The National Weather Service predicted the Pearl River near Jackson, Mississippi, will crest early next week on Aug. 29 at 36 feet—nearly the level it reached during flooding in 2020.
Reeves, a Republican, said that the prediction “is 24 hours sooner than originally predicted.”
“The time is now to start making preparations to protect you and your family,” he said, adding, “If your home flooded in 2020, there is a high probability it will happen again.”
People in need of shelter can go to the Jackson Police Training Academy at 3000 Saint Charles Street in the city of Jackson, Reeves stated.
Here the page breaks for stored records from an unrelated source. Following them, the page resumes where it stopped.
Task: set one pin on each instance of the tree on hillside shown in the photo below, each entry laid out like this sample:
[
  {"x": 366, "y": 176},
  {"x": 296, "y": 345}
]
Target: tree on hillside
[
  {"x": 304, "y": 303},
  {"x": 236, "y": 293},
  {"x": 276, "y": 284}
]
The facility is open and is being run by the American Red Cross.
Reeves urged residents to remain calm and to “Be aware, but don’t panic.” He encouraged people in the flood zones to be cautious and take appropriate precautions, including to evacuate if needed.
Mississippi residents are also urged to monitor news and emergency warning channels such as the Mississippi Emergency Management Agency (MEMA), the Mississippi Department of Transportation (MDOT), and the National Weather Service.
So far, the Mississippi state government has responded to the expected flooding by deploying 126,000 sandbags, and putting search and rescue teams on standby.
Reeves said that MEMA is also monitoring water levels along the Pearl River via drones to keep the administration updated on flood areas and water movement.
Heavy rain in the past weeks has caused rivers and creeks in central Mississippi to rise.
Emergency officials advise that people in low-lying areas near the river prepare for flooding of homes and businesses, and prepare to evacuate in the next several days if needed.
Jackson Mayor Chokwe Antar Lumumba has urged residents in flood zones to pack enough belongings to get them through several days of evacuation. He said law enforcement officers will increase patrols to protect property.
“Don’t allow that to be an impediment for you saving your life and saving the lives of those other individuals in your home,” Lumumba said during a news conference Friday.